11 Books that Write the World

These books take their readers beyond Canadian borders to portray the rich lands, cultures, and adventures that can be discovered in other parts of the world, as well as the devastation caused by wars and other conflicts. Travel with these Canadian writers to Thailand, Syria, Rwanda, Bali, Palestine, Turkey, Iran, and other places, letting these perspectives inform your own sense of home. 

*****

Homes: A Refugee Story, by Abu Bakr al Rabeeah & Winnie Yeung

About the book: In 2010, the al Rabeeah family left their home in Iraq in hope of a safer life. They moved to Homs, in Syria—just before the Syrian civil war broke out.

Abu Bakr, one of eight children, was ten years old when the violence began on the streets around him: car bombings, attacks on his mosque and school, firebombs late at night. Homes tells of the strange juxtapositions of growing up in a war zone: horrific, unimaginable events punctuated by normalcy—soccer, cousins, video games, friends.
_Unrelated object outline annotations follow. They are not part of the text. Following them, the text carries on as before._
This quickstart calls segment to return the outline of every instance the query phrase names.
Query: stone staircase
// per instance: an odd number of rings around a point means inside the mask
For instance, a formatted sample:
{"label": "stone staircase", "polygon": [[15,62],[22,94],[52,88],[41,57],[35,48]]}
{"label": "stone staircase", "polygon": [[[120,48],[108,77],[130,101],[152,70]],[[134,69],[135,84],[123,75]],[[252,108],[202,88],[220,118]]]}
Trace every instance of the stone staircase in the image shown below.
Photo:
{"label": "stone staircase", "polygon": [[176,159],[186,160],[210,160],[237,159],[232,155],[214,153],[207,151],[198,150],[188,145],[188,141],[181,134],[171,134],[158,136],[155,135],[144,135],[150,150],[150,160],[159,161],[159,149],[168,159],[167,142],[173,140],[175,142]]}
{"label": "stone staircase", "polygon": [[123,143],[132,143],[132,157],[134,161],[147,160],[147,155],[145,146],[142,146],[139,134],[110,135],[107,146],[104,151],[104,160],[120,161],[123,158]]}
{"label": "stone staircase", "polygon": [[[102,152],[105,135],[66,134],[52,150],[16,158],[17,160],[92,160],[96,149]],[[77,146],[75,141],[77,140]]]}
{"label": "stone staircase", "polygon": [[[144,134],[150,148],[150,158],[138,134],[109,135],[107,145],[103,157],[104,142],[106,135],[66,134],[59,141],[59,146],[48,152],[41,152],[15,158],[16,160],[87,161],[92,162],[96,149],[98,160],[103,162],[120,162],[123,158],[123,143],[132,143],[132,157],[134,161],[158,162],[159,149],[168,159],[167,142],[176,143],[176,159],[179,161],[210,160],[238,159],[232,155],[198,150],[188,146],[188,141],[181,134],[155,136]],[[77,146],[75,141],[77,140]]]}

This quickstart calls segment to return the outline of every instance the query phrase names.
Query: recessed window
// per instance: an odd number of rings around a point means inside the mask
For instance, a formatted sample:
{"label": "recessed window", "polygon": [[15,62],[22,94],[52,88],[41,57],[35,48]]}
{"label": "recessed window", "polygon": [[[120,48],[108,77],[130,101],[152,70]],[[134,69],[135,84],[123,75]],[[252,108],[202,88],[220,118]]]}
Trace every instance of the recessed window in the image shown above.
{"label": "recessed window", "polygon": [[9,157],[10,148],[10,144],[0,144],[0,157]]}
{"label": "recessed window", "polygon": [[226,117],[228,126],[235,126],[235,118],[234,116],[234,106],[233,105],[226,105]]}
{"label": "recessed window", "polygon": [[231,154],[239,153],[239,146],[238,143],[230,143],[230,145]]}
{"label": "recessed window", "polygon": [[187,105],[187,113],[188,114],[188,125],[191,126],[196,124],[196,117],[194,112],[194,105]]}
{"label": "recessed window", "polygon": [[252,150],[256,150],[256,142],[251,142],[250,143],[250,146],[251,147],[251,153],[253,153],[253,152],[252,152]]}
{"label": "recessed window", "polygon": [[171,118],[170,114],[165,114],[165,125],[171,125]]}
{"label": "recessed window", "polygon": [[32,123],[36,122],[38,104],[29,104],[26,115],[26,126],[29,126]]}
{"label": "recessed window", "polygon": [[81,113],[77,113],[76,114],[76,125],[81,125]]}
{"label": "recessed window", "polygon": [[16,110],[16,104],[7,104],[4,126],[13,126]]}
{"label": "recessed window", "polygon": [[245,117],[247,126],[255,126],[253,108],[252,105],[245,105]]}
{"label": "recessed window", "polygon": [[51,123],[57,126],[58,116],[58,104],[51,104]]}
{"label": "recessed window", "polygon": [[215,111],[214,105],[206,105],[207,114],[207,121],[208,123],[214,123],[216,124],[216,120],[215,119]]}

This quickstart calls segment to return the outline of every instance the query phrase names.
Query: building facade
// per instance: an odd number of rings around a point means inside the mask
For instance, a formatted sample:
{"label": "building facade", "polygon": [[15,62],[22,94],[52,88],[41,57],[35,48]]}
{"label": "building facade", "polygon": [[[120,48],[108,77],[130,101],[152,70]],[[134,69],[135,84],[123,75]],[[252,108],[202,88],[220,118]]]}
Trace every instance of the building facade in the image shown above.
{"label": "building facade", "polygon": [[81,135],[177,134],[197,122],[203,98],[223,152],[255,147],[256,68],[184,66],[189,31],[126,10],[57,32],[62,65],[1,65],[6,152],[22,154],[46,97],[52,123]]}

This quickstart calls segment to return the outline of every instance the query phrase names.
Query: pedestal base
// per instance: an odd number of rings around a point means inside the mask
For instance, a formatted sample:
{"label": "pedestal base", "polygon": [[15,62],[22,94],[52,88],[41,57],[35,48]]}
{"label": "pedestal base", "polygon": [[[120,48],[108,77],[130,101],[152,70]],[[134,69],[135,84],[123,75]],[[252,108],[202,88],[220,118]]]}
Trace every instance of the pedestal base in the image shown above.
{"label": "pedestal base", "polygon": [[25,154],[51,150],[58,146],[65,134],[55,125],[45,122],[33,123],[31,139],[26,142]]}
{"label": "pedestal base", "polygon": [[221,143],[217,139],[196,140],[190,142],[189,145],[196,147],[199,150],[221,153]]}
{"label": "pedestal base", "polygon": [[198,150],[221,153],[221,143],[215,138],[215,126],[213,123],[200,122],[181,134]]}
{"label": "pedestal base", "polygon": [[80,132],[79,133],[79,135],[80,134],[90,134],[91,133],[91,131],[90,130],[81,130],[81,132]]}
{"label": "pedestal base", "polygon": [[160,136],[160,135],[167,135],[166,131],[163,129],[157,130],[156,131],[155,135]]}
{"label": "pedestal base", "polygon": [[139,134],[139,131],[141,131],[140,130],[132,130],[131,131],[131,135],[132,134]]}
Homes is the remarkable true story of how a young boy emerged from a war zone—and found safety in Canada—with a passion for sharing his story and telling the world what is truly happening in Syria. As told to her by Abu Bakr al Rabeeah, writer Winnie Yeung has crafted a heartbreaking, hopeful, and urgently necessary book that provides a window into understanding Syria.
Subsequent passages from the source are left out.